Un virage à négocier pour Autobus Chambly
Les chauffeurs d’Autobus Chambly manifestent pour obtenir une augmentation de salaire. Un bâton supplémentaire dans les roues de l’entreprise qui a fort à faire, entre autres, avec la transition actuelle vers les véhicules électriques.
Il était difficile de ne pas les voir mobilisés, la semaine dernière, le long du chemin de Chambly devant leur entreprise. Les chauffeurs d’Autobus Chambly ont manifesté leur mécontentement par rapport à leur salaire actuel. Ils étaient une trentaine à sortir les drapeaux du syndicat CSN, comme Alain Morel du comité de mobilisation. « On vient soutenir les négociations, car la première offre était tout simplement ridicule! Les dirigeants ont de la misère à recruter et certains vont finir par quitter. Ils vont mettre la clé sous la porte! »
La raison du courroux des syndicalistes? Un salaire pas du tout actualisé, selon eux. « La base est actuellement de 20 piastres de l’heure pour être chauffeur alors que les responsabilités sont vraiment importantes. En plus du véhicule, vous êtes aussi chargé de la sécurité des enfants. On comprend que l’entreprise doit faire des profits, mais pas sur le dos des travailleurs! On sait que notre position est favorable et on ne lâchera pas le bâton! On est montés à Québec avec les dirigeants afin de manifester pour avoir davantage de fonds. Maintenant qu’ils les ont, ils ne partagent pas! Ce n’est pas normal! »
Une deuxième négociation est en cours. Une première offre de 24 $ de l’heure, selon la direction, a été proposée mais les représentants syndicaux l’ont catégoriquement refusée. « Certaines compagnies sont prêtes à embaucher les chauffeurs à 28 $ l’heure!, poursuit Alain Morel. Si les négociations n’aboutissent à rien, on est prêts à faire la grève! »
Un budget insuffisant
Dans les bureaux, Philippe Langlois, directeur d’exploitation, espère que la situation se débloquera. Les négociations pourraient trouver une issue heureuse début novembre. L’entreprise propose 40 postes avec des horaires particuliers puisqu’il faut conduire les enfants à l’école le matin et les ramener chez eux le soir. Entre les deux plages, les chauffeurs sont libres de leur temps. « Ici, ce n’est pas carriériste, c’est une PME familiale. On embauche des retraités, voire semi-retraités. On connaît certains chauffeurs depuis très longtemps. Le salaire de base est de 21 $ de l’heure. Ce qui me gêne le plus dans cette histoire est le fait de nous faire passer pour des voleurs alors que ce n’est pas du tout le cas. Les salaires proposés sont plus que corrects et respectent les pratiques du marché actuellement. Nous avons quand même proposé plus de 14 % d’augmentation! »

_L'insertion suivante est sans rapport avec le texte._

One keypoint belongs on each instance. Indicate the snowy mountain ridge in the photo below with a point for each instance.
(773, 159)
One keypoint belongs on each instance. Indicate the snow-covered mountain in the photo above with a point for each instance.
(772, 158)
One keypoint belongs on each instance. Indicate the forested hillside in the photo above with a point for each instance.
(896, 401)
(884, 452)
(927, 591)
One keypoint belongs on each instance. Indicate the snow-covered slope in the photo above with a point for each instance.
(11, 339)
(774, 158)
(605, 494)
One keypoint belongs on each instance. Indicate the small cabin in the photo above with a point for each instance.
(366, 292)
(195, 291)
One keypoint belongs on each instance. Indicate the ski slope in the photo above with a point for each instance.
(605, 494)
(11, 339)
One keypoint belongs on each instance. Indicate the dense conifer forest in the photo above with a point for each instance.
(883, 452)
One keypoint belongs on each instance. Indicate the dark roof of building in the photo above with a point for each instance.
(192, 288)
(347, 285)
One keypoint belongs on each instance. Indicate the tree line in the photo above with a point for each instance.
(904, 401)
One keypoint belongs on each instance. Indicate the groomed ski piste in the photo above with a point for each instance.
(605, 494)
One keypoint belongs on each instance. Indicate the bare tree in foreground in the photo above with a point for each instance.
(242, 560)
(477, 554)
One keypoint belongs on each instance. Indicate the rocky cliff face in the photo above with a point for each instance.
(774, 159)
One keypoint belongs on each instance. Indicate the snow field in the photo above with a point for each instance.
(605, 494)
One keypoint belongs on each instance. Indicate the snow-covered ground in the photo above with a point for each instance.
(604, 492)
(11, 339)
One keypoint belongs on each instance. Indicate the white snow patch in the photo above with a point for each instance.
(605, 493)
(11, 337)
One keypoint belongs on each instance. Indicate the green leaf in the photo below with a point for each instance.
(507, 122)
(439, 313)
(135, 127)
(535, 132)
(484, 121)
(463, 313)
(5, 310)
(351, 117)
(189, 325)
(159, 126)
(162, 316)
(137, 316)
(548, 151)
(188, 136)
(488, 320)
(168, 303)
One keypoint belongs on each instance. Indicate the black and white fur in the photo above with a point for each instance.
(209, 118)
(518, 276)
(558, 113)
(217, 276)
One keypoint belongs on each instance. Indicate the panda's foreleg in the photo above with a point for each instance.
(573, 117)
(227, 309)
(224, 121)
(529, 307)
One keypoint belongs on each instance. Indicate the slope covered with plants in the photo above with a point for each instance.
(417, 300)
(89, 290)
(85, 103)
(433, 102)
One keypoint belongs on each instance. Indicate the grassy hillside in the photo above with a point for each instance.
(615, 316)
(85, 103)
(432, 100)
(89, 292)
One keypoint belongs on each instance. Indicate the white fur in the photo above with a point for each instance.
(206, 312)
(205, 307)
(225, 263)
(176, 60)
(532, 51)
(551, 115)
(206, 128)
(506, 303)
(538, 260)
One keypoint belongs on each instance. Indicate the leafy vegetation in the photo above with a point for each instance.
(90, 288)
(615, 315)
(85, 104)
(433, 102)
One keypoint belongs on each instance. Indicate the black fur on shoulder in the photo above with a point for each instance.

Les enjeux sont de taille, puisque d’autres conflits de ce genre pourraient bientôt survenir dans la province. « Tout le monde nous regarde dans l’industrie au Québec, car beaucoup de conventions collectives vont s’achever l’année prochaine. Nous donnerons certainement le tempo des négociations suivantes dans toutes ces entreprises. Or, nous avons eu en effet une augmentation de budget de la part des centres de services scolaires, car nous avons tapé du poing sur la table. Mais le budget obtenu ne peut pas couvrir les exigences des chauffeurs. Et pour cette année, la part qui nous a été donnée ne peut pas être renégociée. »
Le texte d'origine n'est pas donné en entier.